“I hate you, you selfish motherfucker,” Ig whispered, and took his brother’s wrist to draw it away from his eyes, and in that moment-

Terry twitches awake and glances blearily around and doesn’t know where he is. An unfamiliar car, on a road he doesn’t recognize, rain coming down so hard the wipers can’t keep up, the nightworld beyond a blur of storm-lashed trees and boiling black sky. He scrubs his face with one hand, trying to clear his head, and looks over and up, for some reason expecting to see his little brother sitting beside him, but instead there’s Lee Tourneau, steering them into darkness.

The rest of the night begins to come back to him, facts falling into place, in no particular order, like chips dropping through the pins in a game of Plinko. He has something in his left hand-a pinched-out joint, and not some little twist of grass either, but a thick blunt of Tennessee Valley weed, the size of his thumb. Tonight he has been to two bars and a bonfire on the sandbar under the Old Fair Road Bridge, making the rounds with Lee. He has smoked too much and drunk too much and knows he will repent of it in the morning. In the morning he has to drive Ig to the airport, because little brother has a flight to catch for Merrie Olde England, God save the queen. The morning is already only a few hours away. Terry is currently in no shape to drive anyone, and when he closes his eyes, it feels as if Lee’s Cadillac is sliding to the left, like a pat of butter greasing its way across a pan tipped on its side. It is this motion-sick sensation that woke him from his doze.
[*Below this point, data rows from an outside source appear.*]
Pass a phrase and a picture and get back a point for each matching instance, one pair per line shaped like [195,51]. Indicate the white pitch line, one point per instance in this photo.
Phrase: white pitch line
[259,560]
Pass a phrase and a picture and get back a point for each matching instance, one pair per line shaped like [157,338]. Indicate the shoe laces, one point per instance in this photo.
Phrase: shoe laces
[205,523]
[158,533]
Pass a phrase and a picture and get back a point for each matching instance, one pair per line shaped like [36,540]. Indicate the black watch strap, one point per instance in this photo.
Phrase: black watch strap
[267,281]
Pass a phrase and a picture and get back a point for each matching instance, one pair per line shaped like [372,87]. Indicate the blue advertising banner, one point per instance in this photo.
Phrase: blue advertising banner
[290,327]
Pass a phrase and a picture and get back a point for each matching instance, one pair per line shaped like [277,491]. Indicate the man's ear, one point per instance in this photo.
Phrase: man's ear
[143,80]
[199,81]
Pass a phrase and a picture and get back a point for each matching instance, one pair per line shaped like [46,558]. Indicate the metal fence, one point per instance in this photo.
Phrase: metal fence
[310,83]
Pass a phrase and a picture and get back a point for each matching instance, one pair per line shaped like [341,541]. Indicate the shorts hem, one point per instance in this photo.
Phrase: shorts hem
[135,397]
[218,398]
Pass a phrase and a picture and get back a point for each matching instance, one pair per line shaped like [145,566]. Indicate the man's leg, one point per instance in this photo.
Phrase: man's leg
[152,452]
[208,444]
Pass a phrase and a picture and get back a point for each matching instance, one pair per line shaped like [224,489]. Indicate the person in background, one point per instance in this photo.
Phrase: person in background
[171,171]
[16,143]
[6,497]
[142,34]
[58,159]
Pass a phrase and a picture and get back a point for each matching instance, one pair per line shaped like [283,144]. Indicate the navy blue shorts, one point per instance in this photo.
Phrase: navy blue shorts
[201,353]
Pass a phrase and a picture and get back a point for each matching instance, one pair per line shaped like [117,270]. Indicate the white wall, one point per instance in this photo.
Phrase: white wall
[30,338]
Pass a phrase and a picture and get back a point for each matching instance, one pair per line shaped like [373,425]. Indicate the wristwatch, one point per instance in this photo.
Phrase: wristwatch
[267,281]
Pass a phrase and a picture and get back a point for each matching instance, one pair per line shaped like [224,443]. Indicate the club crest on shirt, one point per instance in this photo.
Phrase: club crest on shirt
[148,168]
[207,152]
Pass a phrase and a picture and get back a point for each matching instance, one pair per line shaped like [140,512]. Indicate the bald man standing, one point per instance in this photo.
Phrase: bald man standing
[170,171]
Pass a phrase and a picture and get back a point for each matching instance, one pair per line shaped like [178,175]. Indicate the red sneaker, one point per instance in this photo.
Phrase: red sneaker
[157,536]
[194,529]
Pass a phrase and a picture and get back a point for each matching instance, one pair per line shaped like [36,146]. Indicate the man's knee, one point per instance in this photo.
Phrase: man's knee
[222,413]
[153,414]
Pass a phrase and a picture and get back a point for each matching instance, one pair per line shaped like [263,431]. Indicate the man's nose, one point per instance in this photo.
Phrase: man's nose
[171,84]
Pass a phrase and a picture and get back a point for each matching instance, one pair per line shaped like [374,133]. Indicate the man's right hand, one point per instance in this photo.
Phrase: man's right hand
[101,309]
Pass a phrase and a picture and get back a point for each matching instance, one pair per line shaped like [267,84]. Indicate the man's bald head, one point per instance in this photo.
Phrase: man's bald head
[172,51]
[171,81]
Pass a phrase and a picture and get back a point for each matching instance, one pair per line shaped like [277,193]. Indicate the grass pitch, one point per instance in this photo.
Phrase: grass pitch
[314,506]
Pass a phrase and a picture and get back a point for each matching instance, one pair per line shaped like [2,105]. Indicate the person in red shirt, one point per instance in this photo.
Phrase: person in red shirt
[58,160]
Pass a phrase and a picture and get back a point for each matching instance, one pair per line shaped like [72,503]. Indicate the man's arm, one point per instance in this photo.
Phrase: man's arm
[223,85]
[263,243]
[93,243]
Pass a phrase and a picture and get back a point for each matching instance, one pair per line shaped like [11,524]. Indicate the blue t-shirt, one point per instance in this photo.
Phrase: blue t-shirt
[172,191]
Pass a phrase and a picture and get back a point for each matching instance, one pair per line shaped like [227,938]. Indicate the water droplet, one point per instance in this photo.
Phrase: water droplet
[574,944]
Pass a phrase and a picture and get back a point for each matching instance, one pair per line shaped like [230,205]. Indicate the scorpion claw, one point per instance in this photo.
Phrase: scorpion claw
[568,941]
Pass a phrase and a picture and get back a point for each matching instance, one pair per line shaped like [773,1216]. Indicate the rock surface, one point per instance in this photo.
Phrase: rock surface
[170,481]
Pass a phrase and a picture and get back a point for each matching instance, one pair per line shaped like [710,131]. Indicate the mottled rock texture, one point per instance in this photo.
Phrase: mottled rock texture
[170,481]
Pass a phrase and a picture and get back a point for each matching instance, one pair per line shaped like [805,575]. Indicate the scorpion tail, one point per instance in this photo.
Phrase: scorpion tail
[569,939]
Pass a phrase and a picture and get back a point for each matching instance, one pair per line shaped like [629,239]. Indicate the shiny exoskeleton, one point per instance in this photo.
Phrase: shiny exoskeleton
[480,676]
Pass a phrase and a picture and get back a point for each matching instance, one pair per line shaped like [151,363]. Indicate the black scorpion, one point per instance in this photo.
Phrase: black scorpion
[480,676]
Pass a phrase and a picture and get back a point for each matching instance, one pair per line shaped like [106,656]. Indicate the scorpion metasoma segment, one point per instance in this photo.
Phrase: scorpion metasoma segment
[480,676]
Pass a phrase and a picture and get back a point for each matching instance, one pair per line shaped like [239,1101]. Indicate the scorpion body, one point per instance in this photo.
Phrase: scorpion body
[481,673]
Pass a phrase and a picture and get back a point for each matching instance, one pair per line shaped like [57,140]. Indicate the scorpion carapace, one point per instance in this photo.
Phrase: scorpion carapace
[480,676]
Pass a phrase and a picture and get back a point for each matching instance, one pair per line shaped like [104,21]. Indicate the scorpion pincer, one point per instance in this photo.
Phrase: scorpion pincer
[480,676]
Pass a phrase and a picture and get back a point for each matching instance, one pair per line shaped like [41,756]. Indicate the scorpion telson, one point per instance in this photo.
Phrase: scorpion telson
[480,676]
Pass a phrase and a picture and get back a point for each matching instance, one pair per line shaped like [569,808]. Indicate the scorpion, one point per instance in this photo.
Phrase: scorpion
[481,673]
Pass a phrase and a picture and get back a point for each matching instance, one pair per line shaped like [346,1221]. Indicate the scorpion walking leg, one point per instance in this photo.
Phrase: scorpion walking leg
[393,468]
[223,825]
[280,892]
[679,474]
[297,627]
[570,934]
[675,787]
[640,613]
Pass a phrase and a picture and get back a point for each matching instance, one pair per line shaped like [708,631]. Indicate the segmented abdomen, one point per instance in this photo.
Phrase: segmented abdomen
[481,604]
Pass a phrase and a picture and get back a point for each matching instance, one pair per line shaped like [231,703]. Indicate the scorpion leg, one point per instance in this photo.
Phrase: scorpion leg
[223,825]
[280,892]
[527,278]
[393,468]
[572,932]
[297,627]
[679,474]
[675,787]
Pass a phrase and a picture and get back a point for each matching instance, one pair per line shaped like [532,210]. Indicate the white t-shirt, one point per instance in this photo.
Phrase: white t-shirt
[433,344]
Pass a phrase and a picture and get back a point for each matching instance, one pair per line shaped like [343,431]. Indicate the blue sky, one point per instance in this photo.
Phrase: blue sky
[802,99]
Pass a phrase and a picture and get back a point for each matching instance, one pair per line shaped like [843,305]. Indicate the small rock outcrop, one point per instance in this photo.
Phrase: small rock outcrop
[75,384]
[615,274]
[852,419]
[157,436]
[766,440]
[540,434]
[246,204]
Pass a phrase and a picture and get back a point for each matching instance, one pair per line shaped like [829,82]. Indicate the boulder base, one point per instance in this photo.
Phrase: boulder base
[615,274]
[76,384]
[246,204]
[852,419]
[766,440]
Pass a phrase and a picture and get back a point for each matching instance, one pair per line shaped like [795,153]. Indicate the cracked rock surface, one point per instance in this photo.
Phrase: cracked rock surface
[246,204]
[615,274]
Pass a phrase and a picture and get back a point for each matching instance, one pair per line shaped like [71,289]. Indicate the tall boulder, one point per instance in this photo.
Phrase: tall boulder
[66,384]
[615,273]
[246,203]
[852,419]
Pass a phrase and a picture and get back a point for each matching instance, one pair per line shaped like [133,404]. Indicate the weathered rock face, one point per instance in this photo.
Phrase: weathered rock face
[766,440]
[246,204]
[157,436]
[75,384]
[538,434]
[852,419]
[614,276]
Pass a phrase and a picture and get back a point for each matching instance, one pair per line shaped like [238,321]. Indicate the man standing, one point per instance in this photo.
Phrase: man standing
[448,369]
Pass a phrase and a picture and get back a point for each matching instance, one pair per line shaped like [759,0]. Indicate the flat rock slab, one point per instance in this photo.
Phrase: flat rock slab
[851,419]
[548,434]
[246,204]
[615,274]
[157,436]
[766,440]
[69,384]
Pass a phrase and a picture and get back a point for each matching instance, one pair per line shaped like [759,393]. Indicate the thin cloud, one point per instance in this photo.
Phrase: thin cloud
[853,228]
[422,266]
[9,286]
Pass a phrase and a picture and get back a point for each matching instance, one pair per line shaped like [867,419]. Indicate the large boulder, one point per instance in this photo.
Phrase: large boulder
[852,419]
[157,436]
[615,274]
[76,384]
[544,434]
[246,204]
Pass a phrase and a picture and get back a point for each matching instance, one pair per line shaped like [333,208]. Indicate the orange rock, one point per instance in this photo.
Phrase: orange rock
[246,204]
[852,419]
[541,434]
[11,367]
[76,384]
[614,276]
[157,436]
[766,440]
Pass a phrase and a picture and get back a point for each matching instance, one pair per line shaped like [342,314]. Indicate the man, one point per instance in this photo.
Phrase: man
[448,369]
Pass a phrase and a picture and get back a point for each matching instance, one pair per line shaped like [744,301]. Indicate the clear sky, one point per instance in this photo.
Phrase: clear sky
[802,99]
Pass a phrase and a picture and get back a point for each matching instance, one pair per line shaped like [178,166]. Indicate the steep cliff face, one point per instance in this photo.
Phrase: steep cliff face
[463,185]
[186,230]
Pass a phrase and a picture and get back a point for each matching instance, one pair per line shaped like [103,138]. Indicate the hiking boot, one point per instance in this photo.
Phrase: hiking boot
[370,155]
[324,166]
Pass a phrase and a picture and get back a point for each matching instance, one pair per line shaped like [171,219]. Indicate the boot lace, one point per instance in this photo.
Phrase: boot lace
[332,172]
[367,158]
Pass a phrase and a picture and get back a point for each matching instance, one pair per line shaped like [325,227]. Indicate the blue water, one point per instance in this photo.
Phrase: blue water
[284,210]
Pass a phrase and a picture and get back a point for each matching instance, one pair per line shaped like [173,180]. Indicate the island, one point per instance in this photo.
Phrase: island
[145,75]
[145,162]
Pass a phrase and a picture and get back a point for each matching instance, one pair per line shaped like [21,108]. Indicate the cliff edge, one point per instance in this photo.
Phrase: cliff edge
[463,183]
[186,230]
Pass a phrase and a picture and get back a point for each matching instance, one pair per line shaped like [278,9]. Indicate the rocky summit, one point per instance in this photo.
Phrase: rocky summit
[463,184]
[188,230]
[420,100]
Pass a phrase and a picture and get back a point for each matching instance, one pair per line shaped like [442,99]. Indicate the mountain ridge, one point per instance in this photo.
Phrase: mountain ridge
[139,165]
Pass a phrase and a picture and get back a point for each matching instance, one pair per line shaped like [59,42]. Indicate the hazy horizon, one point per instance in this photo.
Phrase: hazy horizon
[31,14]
He sits up, forcing himself to concentrate on their surroundings. It looks as if they are on the meandering country highway that circumscribes the town, making a three-quarter crescent along Gideon’s outer limits, but that doesn’t make any sense-there’s nothing out here except the old foundry and The Pit, and they wouldn’t have a reason to go to either place. After they left the sandbar, Terry had assumed that Lee was taking him home, and was glad of it. At the thought of his own bed, of crisp white sheets and his puffy down comforter, he had gone almost shivery with pleasure. The best thing about being home is waking up in his old room, in his old bed, with the smell of coffee brewing downstairs and sunlight showing around the shades, the whole bright day waiting for him to step into it. The rest of Gideon, though, Terry is just as glad to have left behind.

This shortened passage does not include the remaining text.